Alfonso Perales Pizarro (19 July 1954, in Alcalá de los Gazules – 23 December 2006, in Conil de la Frontera) was a Spanish historian and politician.[1][2]
Graduated in History, he was a professor at the University of Cadiz. In political life, he joined the Spanish Socialist Workers' Party during his time in 1972.
He was a member of the management of the Socialist Youth, Secretary General of the PSOE in Cadiz, Secretary of Organization of the PSOE in Andalusia and Secretary of Municipal Policy and Secretary of Institutional and Autonomous Relations in the Federal Executive Committee of the PSOE.

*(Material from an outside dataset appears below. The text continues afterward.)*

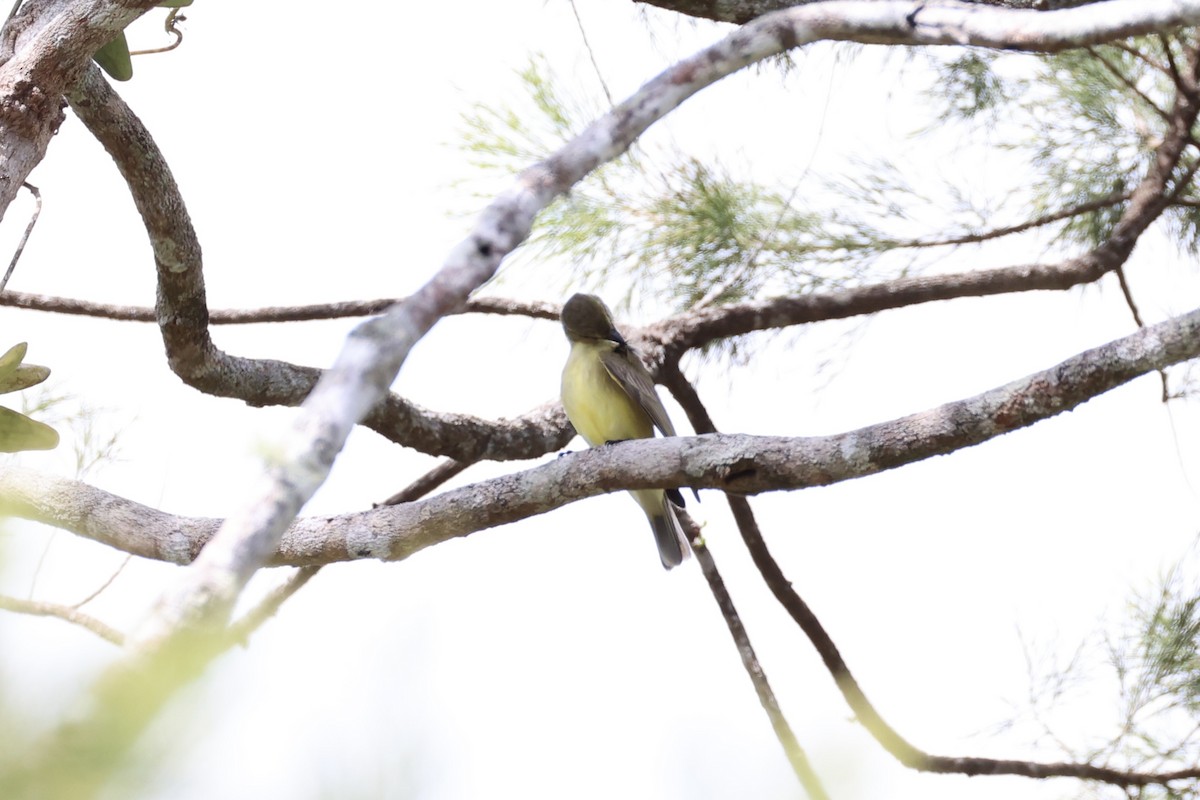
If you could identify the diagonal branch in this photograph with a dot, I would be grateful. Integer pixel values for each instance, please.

Alfonso Perales was at the historic Suresnes Congress in 1974, and over time he helped rebuild the structure of the PSOE, first in Cadiz and then in Andalusia. Endowed with an extraordinary capacity for irony and sense of humour, he practised politics from the principles of loyalty to institutions and the search for agreement and consensus.[3]
His last great contribution to the PSOE and to Spanish politics was the negotiation in the Congress of Deputies of the reform of the Statute of Andalusia with the rest of the political forces, his assistance being fundamental so that the reform of the Andalusian Statute, which had not been voted on by the PP in Andalusia, could achieve a broad consensus in the Spanish Parliament.[4]
In the institutional field, he was elected councillor in the City Council of Cadiz and between 1983 and 1987 President of the Provincial Council of Cadiz. From 1989 to 1996, he obtained the act of deputy to the Congress, and later he joined the Andalusian Government as Minister of Governance. He returned as a member of Congress in 2004.[2]
After the general elections of 2004, he coordinated the political position of the PSOE in the reforms of the Statutes of Autonomy of the Valencian Community, Catalonia and Andalusia. Upon his death, he was replaced as Secretary of Institutional Policy by Carmen Hermosín.